FILE PHOTO: Ghana’s President Nana Akufo-Addo addresses participants of the “G20 Investment Summit – German Business and the CwA Countries 2019” on the sidelines of a Compact with Africa (CwA) in Berlin , Germany November 19, 2019. John MacDougall/Pool via REUTERS/File Photo
ABIDJAN (Reuters) – Ghana’s government said it is determined to join a West African currency that will replace the France-backed CFA franc as soon as next year in eight regional countries, but it urged members of the currency union to ditch a planned peg to the euro.
Ghana’s adoption of the new currency, which is called the eco, would make it the bloc’s largest economy, ahead of neighbour Ivory Coast.
Ghana is not part of the West African Economic and Monetary Union (UEMOA) of mostly former French colonies that uses the CFA franc and has its own currency, the cedi.
Ivory Coast President Alassane Ouattara and French President Emmanuel Macron announced this month that West Africa’s monetary union had agreed to cut some financial links with Paris that have underpinned the region’s common currency since its creation soon after World War Two.
Under the deal, African countries in the bloc will not have to keep half of their reserves in the French Treasury and a French representative will no longer sit on the currency union’s board.
“We, in Ghana, are determined to do whatever we can to enable us (to) join the Member States of UEMOA, soon, in the use of the eco, as, we believe, it will help remove trade and monetary barriers,” President Nana Akufo-Addo’s office said in a statement.

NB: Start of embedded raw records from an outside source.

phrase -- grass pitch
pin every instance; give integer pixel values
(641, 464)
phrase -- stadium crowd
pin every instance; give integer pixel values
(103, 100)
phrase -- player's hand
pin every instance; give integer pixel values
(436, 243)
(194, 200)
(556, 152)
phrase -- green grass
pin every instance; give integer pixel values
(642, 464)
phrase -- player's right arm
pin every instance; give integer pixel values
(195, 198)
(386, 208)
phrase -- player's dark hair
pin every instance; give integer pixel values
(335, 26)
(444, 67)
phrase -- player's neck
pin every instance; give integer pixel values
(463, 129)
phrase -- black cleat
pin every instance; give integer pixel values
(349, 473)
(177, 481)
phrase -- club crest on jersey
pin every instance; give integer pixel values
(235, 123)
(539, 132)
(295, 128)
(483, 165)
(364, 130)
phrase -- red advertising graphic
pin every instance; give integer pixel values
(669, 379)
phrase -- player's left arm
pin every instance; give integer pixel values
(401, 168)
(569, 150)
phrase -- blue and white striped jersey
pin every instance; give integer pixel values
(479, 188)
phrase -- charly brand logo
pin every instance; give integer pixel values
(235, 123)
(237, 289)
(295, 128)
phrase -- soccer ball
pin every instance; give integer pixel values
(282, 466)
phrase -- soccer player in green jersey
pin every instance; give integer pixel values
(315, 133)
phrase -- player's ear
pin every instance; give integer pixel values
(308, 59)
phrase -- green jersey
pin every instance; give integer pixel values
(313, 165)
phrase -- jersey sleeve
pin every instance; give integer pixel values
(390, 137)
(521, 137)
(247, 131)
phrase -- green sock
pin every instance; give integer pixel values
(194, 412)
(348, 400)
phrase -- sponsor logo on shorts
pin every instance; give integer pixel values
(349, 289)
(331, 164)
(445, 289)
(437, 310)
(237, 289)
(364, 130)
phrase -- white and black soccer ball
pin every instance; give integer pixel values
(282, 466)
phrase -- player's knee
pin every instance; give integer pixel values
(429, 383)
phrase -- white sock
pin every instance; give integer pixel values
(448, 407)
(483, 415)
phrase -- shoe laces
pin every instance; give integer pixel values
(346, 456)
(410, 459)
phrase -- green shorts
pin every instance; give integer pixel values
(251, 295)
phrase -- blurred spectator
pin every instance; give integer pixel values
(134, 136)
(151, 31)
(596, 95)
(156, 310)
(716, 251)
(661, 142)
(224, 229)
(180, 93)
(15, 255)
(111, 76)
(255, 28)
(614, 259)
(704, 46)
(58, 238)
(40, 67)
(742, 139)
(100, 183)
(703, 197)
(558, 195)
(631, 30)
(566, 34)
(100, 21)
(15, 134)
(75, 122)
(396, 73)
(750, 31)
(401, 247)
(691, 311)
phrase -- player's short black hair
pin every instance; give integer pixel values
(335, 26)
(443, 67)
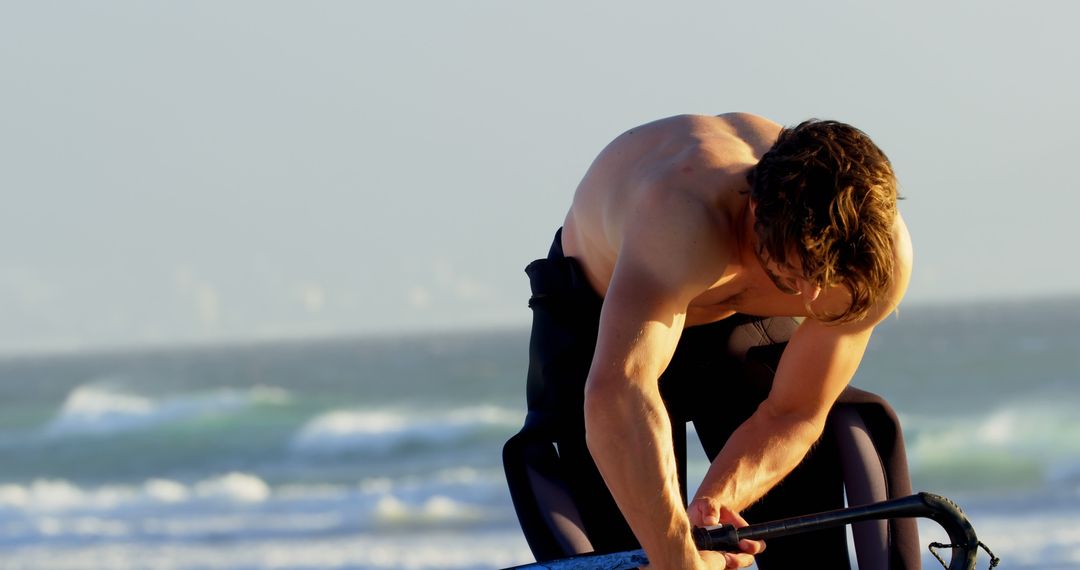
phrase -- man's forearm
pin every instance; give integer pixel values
(757, 457)
(630, 437)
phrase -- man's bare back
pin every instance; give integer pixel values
(666, 231)
(700, 163)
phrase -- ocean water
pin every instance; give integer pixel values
(374, 453)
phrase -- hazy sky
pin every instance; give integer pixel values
(189, 172)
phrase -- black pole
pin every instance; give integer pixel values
(726, 538)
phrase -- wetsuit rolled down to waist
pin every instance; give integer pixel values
(561, 499)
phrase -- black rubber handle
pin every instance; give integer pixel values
(923, 504)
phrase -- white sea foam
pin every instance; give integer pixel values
(383, 430)
(97, 409)
(435, 551)
(434, 511)
(1023, 443)
(59, 496)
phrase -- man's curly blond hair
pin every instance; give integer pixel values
(826, 194)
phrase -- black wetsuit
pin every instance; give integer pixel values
(717, 377)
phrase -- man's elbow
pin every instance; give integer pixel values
(801, 424)
(608, 402)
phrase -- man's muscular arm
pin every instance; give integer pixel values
(628, 430)
(817, 365)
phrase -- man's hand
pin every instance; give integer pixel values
(705, 512)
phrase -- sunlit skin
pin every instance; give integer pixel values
(663, 227)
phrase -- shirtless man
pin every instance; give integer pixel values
(696, 224)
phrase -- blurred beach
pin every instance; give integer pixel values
(385, 452)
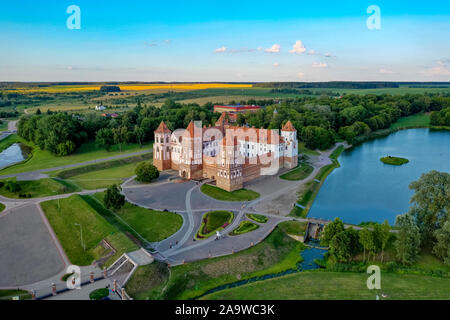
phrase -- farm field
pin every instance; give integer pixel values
(41, 159)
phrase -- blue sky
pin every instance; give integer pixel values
(224, 41)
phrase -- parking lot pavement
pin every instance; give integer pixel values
(28, 253)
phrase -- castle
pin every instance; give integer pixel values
(230, 155)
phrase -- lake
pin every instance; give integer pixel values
(365, 189)
(11, 155)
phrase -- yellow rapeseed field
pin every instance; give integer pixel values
(133, 87)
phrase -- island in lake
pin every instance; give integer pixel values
(395, 161)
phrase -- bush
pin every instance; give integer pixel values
(99, 294)
(146, 172)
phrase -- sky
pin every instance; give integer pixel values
(232, 41)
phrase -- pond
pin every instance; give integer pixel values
(13, 154)
(365, 189)
(309, 255)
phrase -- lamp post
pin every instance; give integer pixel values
(81, 236)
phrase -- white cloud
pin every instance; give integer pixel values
(442, 69)
(221, 49)
(273, 49)
(298, 47)
(385, 71)
(319, 65)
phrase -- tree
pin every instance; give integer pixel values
(442, 247)
(331, 230)
(408, 239)
(146, 172)
(105, 138)
(366, 240)
(339, 248)
(431, 203)
(113, 198)
(384, 236)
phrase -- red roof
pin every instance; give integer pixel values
(288, 127)
(163, 128)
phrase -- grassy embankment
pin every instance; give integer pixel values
(277, 253)
(312, 187)
(152, 225)
(244, 227)
(9, 294)
(38, 188)
(302, 171)
(103, 174)
(338, 285)
(213, 221)
(220, 194)
(63, 216)
(257, 217)
(41, 159)
(395, 161)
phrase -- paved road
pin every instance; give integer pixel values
(28, 252)
(30, 174)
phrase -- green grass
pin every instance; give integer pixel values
(95, 228)
(9, 140)
(40, 188)
(220, 194)
(257, 217)
(104, 178)
(148, 281)
(293, 227)
(41, 159)
(213, 221)
(395, 161)
(151, 224)
(334, 285)
(416, 120)
(9, 294)
(299, 173)
(244, 227)
(277, 253)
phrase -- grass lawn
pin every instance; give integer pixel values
(237, 195)
(293, 227)
(416, 120)
(9, 294)
(244, 227)
(335, 285)
(257, 217)
(213, 221)
(277, 253)
(301, 172)
(40, 188)
(104, 178)
(9, 140)
(95, 228)
(148, 281)
(151, 224)
(395, 161)
(41, 159)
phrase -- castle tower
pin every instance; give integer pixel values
(290, 152)
(191, 158)
(161, 148)
(229, 167)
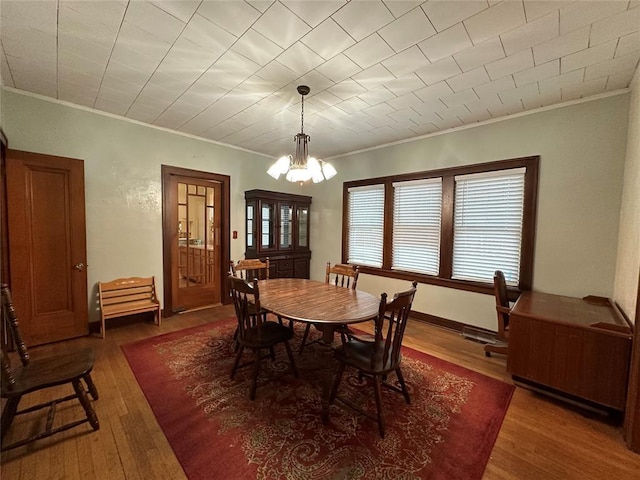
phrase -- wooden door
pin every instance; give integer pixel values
(195, 230)
(47, 245)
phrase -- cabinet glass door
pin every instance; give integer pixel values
(251, 233)
(303, 226)
(267, 226)
(286, 226)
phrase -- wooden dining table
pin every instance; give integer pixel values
(325, 305)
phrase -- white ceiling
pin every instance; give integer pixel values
(379, 71)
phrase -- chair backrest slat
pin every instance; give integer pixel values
(342, 275)
(390, 326)
(246, 297)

However, the statement indicated that Ghana opposed plans to keep the eco pegged to the euro, urging regional authorities to work quickly toward “adopting a flexible exchange rate regime”.
The countries due to change from the CFA franc to the eco are Benin, Burkina Faso, Guinea-Bissau, Ivory Coast, Mali, Niger, Senegal and Togo – all former French colonies except Guinea-Bissau.
The group is aiming to have the new currency up and running by the end of 2020.